I smiled inwardly. It was a well-framed corporate kiss-up. I'd humbled myself and given Larry an opportunity to analyze my strengths as a member of Google's management team and to reward me with comforting words and reassurances about the value I added. Now he would recount those occasions when my counsel had been sage and congratulate me on my perspicacity. I envisioned us engaging in the non-physical equivalent of a man hug before I trundled off to savor the moment with a freshly made cappuccino in the micro-kitchen. That's how you "manage up" in a large corporation.

Larry looked at me with the same stare he had directed at the code on his screen, as if he were trying to decipher some undigested bit of an equation that refused to resolve itself.

"More often than not?" he asked me. "When were we ever wrong?"

He didn't smile as he asked his question or arch an eyebrow to signify annoyance. He simply wanted to know when he had been wrong so he could feed that information into the algorithm that ran his model of the universe. If he had made a mistake, he needed to know the specifics so he could factor that into the next iteration of the problem if it reappeared.

"Oh. That's right," I thought, awakening from my reverie. "I don't work at a large corporation anymore. I work at Google."

Operating Principles

You know Google.

At least, you know what Google does. It finds stuff on the Internet. That's as much as I knew when I joined the company in 1999. I didn't know what a web indexer, a pageranker, or a spidering robot was. I didn't know how dogmatic engineers could be. I didn't know how many Internet executives could squeeze into a hot tub or how it felt to "earn" more in one day than I had in thirty years of hard work. I didn't know then, but I do now.

True, my story is one of rare opportunity and fortuitous timing, but not entirely so.

This book tells how it felt to be subjected to the g-force of a corporate ascent without precedent, to find myself in an environment where old rules didn't apply and where relying on what I knew to be true almost got me fired. It's not a complete history of everything Google did between 1999 and 2005, nor a completely objective retelling of Google's greatest hits. I wrote the official history of Google during that period and inscribed it on the company's website. Most accounts since have merely embellished it, and I don't intend to cover all that old ground again. Instead I'll give my insider's view of how things worked (and didn't work) and how we changed as individuals and as a corporate entity.

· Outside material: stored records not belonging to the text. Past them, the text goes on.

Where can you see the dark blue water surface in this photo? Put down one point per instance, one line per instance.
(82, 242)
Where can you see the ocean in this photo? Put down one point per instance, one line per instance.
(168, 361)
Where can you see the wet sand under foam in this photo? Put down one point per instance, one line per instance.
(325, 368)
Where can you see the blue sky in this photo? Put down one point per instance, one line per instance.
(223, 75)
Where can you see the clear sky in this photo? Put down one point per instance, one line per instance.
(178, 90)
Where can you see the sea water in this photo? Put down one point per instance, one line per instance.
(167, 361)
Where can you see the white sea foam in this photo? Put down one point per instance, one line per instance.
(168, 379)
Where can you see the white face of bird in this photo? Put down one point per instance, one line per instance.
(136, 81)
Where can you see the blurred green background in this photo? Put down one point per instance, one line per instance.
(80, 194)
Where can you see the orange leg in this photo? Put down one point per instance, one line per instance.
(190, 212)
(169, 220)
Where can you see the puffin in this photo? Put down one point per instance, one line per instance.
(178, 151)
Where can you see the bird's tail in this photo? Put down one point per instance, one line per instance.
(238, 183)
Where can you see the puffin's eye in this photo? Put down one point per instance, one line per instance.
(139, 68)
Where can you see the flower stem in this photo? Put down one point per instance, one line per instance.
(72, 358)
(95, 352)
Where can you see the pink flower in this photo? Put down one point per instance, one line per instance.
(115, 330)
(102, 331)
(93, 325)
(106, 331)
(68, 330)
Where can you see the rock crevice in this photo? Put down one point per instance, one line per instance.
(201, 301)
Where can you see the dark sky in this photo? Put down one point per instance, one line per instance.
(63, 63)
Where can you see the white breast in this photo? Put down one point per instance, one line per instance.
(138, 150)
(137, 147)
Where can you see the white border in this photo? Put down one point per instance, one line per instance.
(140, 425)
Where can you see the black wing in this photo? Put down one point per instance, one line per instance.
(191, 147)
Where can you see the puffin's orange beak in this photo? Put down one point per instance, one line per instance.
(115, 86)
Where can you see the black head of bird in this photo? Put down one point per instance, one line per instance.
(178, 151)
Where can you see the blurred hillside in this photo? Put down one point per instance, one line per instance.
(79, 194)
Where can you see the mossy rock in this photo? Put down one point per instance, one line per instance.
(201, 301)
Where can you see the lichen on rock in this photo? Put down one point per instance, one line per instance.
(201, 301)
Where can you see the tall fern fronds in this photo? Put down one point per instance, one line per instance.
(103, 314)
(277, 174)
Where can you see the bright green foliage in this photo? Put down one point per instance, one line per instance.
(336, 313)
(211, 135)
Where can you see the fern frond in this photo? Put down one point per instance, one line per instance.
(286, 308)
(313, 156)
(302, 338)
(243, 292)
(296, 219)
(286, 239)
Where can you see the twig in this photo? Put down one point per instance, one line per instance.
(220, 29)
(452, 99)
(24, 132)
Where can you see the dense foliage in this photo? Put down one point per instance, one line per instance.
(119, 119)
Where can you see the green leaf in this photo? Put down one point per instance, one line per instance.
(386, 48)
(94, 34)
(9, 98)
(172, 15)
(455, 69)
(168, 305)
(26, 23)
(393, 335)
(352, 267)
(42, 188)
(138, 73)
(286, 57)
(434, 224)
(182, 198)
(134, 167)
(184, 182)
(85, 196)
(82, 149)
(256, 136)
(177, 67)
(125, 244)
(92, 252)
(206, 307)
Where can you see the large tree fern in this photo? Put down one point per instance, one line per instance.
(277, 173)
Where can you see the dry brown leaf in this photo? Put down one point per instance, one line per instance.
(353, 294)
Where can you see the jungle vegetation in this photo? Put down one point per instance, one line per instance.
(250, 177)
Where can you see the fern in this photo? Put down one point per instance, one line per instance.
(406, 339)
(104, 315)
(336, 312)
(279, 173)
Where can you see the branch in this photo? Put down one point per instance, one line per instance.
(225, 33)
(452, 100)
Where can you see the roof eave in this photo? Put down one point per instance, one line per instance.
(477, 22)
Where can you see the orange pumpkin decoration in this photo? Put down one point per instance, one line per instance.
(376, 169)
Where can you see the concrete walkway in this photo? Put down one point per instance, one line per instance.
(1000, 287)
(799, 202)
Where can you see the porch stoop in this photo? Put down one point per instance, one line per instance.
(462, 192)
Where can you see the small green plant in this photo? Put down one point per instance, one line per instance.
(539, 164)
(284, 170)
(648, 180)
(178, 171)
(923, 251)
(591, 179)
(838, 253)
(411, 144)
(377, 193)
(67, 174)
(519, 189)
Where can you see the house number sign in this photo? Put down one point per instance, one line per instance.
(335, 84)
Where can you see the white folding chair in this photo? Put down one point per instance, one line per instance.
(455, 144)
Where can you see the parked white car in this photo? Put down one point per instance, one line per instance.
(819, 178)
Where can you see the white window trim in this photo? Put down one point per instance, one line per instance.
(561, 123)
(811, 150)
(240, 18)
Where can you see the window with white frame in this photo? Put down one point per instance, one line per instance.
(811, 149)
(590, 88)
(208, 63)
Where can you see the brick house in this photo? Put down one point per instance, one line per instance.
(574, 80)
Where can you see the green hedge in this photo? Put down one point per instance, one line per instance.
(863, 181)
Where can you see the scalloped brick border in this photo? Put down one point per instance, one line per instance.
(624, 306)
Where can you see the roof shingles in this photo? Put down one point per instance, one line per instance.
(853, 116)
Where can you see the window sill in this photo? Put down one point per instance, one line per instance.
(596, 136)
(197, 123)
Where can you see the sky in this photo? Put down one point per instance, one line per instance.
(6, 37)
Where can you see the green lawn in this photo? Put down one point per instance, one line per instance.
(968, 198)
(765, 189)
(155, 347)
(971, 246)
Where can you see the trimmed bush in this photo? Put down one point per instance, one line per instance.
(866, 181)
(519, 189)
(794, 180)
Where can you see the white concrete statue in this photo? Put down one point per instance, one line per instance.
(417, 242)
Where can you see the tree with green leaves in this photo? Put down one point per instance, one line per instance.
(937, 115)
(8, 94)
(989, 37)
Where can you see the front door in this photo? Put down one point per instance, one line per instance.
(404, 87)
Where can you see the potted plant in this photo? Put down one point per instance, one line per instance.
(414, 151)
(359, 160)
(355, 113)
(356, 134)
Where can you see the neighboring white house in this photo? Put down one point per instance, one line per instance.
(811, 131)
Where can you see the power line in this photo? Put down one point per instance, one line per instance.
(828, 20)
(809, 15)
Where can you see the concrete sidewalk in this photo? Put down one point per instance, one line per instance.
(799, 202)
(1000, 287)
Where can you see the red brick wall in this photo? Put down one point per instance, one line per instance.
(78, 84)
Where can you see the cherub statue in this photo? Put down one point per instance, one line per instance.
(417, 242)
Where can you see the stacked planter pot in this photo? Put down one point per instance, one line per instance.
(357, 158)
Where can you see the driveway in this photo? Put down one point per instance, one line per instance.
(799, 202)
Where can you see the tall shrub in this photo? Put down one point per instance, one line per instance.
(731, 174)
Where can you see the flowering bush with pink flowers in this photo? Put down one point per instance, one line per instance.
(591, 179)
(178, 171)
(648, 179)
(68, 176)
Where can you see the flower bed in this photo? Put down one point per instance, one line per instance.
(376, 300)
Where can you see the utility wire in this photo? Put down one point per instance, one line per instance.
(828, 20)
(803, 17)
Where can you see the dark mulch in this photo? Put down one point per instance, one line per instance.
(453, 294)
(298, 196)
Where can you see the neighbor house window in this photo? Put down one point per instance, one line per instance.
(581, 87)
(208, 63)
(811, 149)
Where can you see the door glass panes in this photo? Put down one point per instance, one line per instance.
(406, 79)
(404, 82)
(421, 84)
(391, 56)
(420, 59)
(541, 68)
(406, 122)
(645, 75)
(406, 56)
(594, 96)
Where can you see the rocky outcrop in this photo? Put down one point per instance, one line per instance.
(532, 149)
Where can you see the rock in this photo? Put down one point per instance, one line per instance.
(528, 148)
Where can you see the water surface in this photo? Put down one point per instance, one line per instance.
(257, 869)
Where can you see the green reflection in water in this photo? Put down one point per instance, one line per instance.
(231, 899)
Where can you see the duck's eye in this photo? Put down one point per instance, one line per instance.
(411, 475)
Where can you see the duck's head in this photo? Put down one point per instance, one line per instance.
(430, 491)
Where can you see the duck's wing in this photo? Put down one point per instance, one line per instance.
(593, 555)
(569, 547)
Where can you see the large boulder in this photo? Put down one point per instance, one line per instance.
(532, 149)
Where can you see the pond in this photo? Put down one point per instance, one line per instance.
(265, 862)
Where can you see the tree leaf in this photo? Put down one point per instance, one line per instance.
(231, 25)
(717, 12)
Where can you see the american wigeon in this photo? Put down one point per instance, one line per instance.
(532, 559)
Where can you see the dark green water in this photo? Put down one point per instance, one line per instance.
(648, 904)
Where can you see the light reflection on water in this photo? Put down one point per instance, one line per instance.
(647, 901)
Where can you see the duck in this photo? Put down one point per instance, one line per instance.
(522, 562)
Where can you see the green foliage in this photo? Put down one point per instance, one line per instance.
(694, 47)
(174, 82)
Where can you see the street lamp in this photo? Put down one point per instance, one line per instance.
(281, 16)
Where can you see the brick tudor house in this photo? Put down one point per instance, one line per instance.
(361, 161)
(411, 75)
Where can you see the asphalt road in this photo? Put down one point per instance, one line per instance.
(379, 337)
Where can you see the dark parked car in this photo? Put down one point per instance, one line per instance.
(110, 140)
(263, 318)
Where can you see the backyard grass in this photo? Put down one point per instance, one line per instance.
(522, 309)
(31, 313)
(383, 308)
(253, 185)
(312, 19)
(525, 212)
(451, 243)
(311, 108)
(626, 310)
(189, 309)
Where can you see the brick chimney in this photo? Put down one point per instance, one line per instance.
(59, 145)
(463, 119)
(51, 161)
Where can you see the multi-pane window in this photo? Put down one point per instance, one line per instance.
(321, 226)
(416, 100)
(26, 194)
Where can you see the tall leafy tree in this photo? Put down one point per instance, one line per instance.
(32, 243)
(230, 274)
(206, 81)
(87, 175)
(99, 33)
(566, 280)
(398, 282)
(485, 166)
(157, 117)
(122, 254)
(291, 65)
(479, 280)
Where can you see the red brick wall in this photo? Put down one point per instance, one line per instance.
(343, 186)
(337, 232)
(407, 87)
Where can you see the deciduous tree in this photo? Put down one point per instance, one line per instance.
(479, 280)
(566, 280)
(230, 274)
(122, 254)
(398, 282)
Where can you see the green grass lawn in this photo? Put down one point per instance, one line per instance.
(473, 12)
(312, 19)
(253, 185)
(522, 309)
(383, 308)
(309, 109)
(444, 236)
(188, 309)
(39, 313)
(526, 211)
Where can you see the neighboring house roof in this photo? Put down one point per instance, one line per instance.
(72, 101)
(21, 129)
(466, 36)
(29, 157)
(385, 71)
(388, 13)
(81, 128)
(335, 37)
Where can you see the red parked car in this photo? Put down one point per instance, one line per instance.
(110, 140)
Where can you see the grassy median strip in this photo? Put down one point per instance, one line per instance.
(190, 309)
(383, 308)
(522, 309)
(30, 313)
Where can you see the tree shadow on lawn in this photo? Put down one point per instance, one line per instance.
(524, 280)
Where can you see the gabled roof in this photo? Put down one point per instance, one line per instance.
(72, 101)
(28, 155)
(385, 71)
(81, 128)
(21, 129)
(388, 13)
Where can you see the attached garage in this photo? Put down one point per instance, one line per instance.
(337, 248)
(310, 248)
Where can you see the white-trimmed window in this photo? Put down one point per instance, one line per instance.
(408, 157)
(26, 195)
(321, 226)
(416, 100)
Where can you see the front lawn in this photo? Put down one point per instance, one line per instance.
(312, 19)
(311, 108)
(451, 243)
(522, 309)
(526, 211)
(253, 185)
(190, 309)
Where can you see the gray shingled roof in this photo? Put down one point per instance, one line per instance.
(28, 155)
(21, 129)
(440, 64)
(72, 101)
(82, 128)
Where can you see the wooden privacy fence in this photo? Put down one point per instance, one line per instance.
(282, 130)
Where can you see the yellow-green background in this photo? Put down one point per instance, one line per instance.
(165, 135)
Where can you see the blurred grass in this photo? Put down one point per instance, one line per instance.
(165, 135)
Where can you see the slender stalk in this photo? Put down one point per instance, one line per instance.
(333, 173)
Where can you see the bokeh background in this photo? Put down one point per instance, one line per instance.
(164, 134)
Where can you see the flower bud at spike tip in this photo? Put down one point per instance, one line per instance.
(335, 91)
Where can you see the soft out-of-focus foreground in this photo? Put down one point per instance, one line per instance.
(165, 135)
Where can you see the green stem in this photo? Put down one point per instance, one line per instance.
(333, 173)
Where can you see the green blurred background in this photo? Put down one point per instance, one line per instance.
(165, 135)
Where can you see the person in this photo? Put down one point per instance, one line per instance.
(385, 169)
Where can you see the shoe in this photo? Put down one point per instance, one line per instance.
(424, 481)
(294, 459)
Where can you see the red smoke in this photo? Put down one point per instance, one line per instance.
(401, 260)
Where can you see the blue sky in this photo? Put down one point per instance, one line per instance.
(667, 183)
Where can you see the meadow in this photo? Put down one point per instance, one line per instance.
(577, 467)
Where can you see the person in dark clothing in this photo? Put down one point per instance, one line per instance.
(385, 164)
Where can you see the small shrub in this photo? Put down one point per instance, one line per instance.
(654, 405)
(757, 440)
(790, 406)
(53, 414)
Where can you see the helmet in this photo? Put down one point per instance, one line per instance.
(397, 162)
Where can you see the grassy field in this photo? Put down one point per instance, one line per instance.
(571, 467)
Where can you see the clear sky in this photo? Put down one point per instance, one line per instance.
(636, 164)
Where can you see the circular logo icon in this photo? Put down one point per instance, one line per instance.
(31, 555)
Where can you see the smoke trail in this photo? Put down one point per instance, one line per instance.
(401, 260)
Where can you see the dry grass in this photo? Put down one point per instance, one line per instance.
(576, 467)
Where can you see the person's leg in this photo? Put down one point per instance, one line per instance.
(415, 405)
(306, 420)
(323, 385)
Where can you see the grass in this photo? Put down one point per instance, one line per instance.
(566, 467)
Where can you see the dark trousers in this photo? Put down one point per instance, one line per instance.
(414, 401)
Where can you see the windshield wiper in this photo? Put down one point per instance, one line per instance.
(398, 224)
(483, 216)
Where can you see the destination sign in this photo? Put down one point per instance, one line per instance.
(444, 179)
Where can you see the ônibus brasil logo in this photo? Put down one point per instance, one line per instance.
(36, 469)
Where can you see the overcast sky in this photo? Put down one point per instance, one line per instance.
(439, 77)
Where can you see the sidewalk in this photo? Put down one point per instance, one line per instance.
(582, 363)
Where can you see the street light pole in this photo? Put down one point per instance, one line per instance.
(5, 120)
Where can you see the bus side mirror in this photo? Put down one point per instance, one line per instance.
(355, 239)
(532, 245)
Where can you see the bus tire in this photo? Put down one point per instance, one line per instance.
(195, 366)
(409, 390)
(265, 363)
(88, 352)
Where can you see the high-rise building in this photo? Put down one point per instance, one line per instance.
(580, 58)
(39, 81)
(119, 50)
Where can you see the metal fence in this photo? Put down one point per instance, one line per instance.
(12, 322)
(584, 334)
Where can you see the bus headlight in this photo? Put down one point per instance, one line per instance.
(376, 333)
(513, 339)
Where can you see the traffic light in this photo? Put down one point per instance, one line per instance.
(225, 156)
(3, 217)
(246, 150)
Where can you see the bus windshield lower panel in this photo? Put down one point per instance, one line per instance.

This book won't delve deeply into Google's current imbroglios over censorship, regulation, and monopoly. I include only what happened between my first day in 1999 and the day I left in 2005. We weren't yet worried about network neutrality, street-view data gathering, or offshore wind farms. Our big issues barely grazed the electrified moral fence of our "Don't be evil" credo: develop the best search technology, sell lots of ads, avoid getting killed by Microsoft.

While this story is told from a marketer's perspective and my title came to encompass "consumer brand management," this book is not just about marketing. I don't claim to have "built" Google's brand. The brand was built on the product, and the product was built by engineerscomputer scientists who constructed systems as complex as any that ever launched a rocket into space, but powering instead a small rectangular search box that now appears in every corner of the Internet.

I'll describe the work habits that enabled them to accomplish a great deal in a short time and the shortcomings that developed in a company where every problem was viewed as solvable and every situation as reducible to a set of data points; where knowing you were right meant nothing should, could, or would stand in your way.

And I'll show how a company with a vision of providing access to all the world's information sometimes mishandled its own relationship with openness, honesty, and disclosure in ways that arose organically and inevitably from the attitudes of those in charge.